Ohid Yaqub, a senior lecturer at the University of Sussex, called the US agreement “disappointing news”.
“It so clearly signals an unwillingness to cooperate with other countries and the chilling effect this has on international agreements about intellectual property rights,” Yaqub said in a statement
Until now, Gilead had donated treatment courses to the US and other countries. That ended Tuesday and Gilead this week announced the price of the treatment going forward. In 127 poor or middle-income countries, Gilead is allowing generic makers to supply the drug.
In a statement on Wednesday, the California-based Gilead said its agreement with the US allowed for unneeded supplies to be sent to other countries. The company said it was “working as quickly as possible” to enable access worldwide. But it noted that the US was seeing a significant rise in Covid cases, while “most EU and other developed countries have reduced their levels of disease considerably”.
Early trials testing remdesivir in patients hospitalised with Covid-19 found that those who received the drug recovered more quickly than those who didn’t. It is the only drug licensed by both the US and the European Union as a treatment for those with severe illness from the coronavirus.
Dr Peter Horby, who is running a large study testing several treatments for Covid-19, told the BBC that “a stronger framework” was needed to ensure fair prices and access to key medicines for people and nations around the world. He said that as an American company, Gilead was likely under “certain political pressures locally”.
British Prime Minister Boris Johnson’s spokesman, James Slack, declined to criticise the United States for the move, but said the UK had a “sufficient stock” of remdesivir for patients who needed it, but didn’t specify how much that was.
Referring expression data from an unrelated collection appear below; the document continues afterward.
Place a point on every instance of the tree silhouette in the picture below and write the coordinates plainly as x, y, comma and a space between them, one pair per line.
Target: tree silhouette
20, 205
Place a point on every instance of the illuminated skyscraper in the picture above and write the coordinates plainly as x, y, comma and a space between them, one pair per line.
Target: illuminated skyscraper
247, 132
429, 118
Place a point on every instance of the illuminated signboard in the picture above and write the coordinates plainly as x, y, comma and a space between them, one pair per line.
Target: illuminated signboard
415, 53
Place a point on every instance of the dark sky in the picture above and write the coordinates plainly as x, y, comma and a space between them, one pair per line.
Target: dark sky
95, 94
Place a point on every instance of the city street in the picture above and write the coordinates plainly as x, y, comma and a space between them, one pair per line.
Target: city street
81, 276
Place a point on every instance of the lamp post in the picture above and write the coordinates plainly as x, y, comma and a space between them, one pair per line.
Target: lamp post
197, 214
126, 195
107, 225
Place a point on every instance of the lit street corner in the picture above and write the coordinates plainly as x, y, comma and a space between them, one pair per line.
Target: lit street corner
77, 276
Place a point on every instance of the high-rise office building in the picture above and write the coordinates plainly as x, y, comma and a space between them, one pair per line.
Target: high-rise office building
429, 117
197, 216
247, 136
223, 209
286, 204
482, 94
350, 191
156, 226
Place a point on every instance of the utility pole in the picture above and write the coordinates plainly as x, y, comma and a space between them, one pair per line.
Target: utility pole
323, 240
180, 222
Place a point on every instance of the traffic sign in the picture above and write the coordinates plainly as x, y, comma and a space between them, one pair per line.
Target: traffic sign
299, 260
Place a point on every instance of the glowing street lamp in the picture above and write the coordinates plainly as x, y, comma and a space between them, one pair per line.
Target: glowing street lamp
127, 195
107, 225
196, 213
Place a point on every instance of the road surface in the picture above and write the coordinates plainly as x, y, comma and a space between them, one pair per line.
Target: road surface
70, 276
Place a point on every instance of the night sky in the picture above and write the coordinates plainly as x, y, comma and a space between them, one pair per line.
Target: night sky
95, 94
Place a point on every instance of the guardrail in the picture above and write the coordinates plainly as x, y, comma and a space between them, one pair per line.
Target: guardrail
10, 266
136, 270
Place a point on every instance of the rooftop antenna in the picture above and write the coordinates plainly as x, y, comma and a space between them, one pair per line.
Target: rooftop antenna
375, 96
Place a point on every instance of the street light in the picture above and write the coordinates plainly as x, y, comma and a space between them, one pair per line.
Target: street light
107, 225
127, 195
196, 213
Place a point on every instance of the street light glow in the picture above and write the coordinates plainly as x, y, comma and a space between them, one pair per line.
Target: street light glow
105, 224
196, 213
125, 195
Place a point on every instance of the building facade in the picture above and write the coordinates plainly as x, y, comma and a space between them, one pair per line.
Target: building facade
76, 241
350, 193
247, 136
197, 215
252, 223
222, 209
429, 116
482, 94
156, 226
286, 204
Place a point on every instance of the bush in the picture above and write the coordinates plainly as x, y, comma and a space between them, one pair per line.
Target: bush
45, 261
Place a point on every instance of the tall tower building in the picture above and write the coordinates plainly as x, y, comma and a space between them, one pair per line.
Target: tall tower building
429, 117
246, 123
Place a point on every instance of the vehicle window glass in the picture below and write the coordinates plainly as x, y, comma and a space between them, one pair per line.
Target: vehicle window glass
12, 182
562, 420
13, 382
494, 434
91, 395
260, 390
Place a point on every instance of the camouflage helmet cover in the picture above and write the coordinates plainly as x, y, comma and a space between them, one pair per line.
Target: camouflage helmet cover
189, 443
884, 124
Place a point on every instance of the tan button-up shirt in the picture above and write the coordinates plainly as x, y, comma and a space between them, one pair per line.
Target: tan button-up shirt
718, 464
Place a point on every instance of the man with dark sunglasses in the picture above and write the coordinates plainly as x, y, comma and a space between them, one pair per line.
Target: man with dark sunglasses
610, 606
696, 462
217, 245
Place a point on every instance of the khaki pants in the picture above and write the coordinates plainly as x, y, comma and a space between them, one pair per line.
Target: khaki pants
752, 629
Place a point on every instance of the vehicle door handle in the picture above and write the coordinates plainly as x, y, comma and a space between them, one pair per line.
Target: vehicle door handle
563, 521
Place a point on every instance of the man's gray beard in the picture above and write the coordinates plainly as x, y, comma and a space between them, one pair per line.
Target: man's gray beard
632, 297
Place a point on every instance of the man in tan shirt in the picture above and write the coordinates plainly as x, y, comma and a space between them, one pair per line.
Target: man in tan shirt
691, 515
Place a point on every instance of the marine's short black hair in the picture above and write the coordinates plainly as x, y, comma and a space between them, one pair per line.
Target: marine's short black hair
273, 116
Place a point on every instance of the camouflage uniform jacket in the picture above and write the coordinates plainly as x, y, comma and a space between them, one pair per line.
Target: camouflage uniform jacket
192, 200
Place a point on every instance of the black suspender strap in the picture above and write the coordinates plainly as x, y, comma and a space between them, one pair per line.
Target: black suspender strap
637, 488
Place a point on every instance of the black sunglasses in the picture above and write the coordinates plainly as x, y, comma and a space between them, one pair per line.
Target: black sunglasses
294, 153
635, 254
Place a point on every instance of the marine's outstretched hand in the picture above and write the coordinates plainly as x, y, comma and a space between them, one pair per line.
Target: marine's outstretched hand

Thomas Senderovitz, head of the Danish Medicines Agency, told Danish broadcaster DR that the move could endanger Europeans and others down the road.
“I have never seen anything like that. That a company chooses to sell their stock to only one country. It’s very strange and quite inappropriate,” he said. “Right now we have enough to make it through the summer if the intake of patients is as it is now. If a second wave comes, we may be challenged.”
Gilead had been developing remdesivir for years as a viral treatment, aided by millions in funding from the US government, before it was tried for coronavirus. The company’s statement said that Gilead was exploring ways to support access to remdesivir beyond the US and the 127 developing countries.
Dr Penny Ward of King’s College London, noted that many countries had legal provisions that allowed them to prohibit the exportation of drugs to other countries during an emergency.
“It is unreasonable to expect that the US government should deny their population access to drugs manufactured in the USA,” she said.
Ward pointed out that another drug that had recently shown may help people with severe Covid-19, the cheap steroid dexamathasone, was long off-patent and available globally.
The US has the worst coronavirus outbreak in the world, with 2.6 million reported infected and 127,000 confirmed virus-related deaths, according to a tally by Johns Hopkins University. To date, Covid-19 has affected more than 10.5 million people worldwide, killing around 512,000, according to Johns Hopkins.
Top US infectious diseases expert Dr Anthony Fauci told senators on Tuesday that the US outbreak was “going in the wrong direction” and he feared the country could see 100,000 new infections a day if things didn’t improve. The US is seeing about 40,000 new cases a day currently.